OTTAWA (Reuters) -Canada shed jobs for a third straight month in August, in a sign higher interest rates may be starting to cool the overheated economy, official data showed on Friday, though economists said it was unlikely to force a central bank pause.

The Canadian economy lost a net 39,700 jobs in August, missing analyst forecasts that it would add 15,000, Statistics Canada data showed. The jobless rate rose to 5.4%, missing calls it would edge up to 5.0% from a record low 4.9% in July.

“I think this can be taken as a reasonable indication that the economy is, in fact, slowing,” said Andrew Kelvin, chief Canada strategist at TD Securities.

“When you look at the increase in the unemployment rate, that does suggest that maybe a little bit of slack is starting to return to the labor market, though it’s not a complete process and it will be a slow process,” he added.

Canada has lost a net 113,500 jobs in the last three months. In June and July the majority of those losses were attributed to people leaving the labor force, but that trend reversed in August as 66,200 people joined the workforce.

Over those same three months, job losses were concentrated in educational services, an often volatile segment during the summer months, and wholesale and retail trade. In August, construction jobs also fell sharply.

Three straight months of job losses “hasn’t historically happened outside of a recession,” said Royce Mendes, head of Macro Strategy at Desjardins Group, adding: “The deterioration in the job market appears to be occurring faster than anticipated.”

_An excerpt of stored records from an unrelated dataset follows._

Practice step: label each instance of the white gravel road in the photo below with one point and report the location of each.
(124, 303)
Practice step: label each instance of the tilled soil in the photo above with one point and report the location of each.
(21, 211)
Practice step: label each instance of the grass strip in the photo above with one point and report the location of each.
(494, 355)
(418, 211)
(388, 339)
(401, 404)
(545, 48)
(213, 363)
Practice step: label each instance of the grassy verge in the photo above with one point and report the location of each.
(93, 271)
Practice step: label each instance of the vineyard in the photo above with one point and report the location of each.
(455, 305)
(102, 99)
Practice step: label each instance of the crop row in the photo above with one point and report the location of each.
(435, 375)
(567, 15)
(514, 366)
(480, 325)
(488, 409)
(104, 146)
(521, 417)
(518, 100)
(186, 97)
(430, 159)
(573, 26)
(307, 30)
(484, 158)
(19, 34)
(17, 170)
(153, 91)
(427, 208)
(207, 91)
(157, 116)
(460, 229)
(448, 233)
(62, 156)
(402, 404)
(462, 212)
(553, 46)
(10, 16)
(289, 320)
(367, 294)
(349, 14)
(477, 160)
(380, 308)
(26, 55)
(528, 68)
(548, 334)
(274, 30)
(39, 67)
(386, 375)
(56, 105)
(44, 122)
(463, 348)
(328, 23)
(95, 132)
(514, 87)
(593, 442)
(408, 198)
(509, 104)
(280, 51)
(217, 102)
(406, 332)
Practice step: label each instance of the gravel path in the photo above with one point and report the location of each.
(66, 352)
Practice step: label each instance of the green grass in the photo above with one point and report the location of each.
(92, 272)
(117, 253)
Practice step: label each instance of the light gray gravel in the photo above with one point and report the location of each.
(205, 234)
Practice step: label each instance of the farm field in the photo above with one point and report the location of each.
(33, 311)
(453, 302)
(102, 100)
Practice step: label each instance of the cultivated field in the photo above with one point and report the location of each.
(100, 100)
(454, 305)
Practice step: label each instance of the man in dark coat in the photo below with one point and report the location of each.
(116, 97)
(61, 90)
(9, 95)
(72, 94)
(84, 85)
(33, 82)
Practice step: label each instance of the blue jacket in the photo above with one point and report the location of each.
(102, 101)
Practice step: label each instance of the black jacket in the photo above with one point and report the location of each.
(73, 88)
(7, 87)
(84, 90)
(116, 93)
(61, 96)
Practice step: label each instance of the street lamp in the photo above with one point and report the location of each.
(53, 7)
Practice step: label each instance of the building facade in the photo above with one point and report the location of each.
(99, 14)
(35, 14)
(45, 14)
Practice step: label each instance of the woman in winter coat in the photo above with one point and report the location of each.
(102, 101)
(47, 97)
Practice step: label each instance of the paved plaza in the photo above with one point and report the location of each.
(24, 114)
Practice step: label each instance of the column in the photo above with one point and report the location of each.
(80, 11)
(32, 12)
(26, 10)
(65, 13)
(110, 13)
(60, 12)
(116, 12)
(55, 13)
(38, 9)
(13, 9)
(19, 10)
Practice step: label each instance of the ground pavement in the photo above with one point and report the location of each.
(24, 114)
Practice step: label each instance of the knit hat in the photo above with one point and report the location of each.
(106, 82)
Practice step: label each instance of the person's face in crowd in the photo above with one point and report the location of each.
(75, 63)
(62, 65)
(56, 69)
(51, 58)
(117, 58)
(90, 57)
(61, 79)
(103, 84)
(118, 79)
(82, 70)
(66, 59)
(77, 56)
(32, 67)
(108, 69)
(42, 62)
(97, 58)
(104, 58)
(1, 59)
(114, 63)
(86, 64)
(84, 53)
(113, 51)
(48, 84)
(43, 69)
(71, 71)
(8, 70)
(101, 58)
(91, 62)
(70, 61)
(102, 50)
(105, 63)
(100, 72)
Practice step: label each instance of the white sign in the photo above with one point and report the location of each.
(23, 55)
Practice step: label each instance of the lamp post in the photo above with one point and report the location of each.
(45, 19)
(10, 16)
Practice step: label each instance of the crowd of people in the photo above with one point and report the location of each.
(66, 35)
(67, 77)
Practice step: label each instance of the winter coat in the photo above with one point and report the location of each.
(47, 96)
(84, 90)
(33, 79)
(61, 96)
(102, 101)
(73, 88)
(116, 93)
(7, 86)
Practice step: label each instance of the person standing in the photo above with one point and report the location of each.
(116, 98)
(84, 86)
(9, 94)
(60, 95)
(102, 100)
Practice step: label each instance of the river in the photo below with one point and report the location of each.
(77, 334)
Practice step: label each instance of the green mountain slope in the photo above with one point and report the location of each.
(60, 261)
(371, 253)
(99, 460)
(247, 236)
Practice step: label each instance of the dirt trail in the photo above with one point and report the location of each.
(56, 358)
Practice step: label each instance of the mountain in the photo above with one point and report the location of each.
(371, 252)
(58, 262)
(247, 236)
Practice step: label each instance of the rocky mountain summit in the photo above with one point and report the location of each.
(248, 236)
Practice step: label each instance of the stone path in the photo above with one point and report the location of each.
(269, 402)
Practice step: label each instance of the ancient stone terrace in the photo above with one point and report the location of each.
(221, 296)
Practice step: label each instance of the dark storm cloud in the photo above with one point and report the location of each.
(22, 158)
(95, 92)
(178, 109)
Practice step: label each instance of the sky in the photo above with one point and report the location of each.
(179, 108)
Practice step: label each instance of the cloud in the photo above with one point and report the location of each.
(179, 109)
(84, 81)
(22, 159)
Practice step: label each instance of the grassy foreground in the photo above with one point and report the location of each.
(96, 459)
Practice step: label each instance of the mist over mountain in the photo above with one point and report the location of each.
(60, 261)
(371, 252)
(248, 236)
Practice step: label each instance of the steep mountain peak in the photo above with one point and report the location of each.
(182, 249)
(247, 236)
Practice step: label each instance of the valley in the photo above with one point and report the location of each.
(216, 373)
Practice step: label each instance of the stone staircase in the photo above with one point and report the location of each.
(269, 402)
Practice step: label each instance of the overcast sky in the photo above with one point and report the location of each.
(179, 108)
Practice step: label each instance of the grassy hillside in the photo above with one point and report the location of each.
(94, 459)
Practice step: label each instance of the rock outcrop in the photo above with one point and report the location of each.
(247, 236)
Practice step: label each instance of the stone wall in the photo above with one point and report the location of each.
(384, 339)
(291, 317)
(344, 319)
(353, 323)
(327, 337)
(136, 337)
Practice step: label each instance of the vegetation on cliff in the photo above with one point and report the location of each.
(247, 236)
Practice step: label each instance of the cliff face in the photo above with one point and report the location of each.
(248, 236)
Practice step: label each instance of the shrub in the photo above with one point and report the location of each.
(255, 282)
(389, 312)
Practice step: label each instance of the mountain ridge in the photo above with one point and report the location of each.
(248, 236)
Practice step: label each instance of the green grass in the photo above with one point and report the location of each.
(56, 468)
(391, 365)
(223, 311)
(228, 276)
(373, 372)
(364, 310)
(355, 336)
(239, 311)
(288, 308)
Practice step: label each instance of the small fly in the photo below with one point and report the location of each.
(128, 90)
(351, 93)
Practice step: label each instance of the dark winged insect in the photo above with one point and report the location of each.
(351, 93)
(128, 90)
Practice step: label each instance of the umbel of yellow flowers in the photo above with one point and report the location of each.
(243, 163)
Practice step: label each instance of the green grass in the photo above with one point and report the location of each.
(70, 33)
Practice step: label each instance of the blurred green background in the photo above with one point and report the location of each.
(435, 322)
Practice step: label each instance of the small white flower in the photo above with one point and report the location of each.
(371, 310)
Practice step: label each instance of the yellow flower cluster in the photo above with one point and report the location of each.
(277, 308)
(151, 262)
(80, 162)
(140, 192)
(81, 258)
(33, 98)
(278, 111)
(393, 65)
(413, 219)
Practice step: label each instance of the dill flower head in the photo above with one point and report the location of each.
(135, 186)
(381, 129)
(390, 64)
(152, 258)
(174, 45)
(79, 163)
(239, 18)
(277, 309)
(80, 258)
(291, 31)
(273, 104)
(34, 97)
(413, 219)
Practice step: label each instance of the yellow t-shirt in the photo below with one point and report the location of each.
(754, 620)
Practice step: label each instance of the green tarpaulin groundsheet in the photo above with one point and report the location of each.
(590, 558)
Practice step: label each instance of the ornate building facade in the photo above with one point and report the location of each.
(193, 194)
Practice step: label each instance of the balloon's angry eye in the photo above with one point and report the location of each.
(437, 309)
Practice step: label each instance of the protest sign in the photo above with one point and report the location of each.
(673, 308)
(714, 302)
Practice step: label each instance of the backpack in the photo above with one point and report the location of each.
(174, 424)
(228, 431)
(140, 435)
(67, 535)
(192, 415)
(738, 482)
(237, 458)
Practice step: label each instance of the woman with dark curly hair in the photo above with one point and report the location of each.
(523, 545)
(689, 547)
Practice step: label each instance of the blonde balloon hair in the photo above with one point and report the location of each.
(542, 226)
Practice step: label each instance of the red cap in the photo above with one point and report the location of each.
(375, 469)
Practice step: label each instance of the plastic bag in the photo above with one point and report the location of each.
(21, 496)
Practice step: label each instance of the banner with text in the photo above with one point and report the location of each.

Still, full-time employment was 3.9% higher than a year ago, Statscan said.

And wage gains continued to accelerate in August, up 5.6% on the year compared with 5.4% in July, with more people saying they were planning on leaving their current jobs in the next 12 months, citing pay and benefits as their top reason.

That wage pressure, which can fuel inflation, will likely keep the Bank of Canada in rate-hiking mode, economists said.

“I think the Bank will be more focused upon the wage side of the picture – the modest acceleration that we have there that’s ongoing,” said Derek Holt, vice president of Capital Markets Economics at Scotiabank.

Money markets pulled back from bets of a 50-basis point increase at the bank’s next decision in October after the data, leaning strongly toward 25 bps.

The Bank of Canada lifted its policy rate to 3.25% on Wednesday, its highest level in 14 years, and left the door open to more hikes amid hot inflation.

The Canadian dollar was trading up 0.4% at 1.3044 to the U.S. dollar, or 76.66 U.S. cents.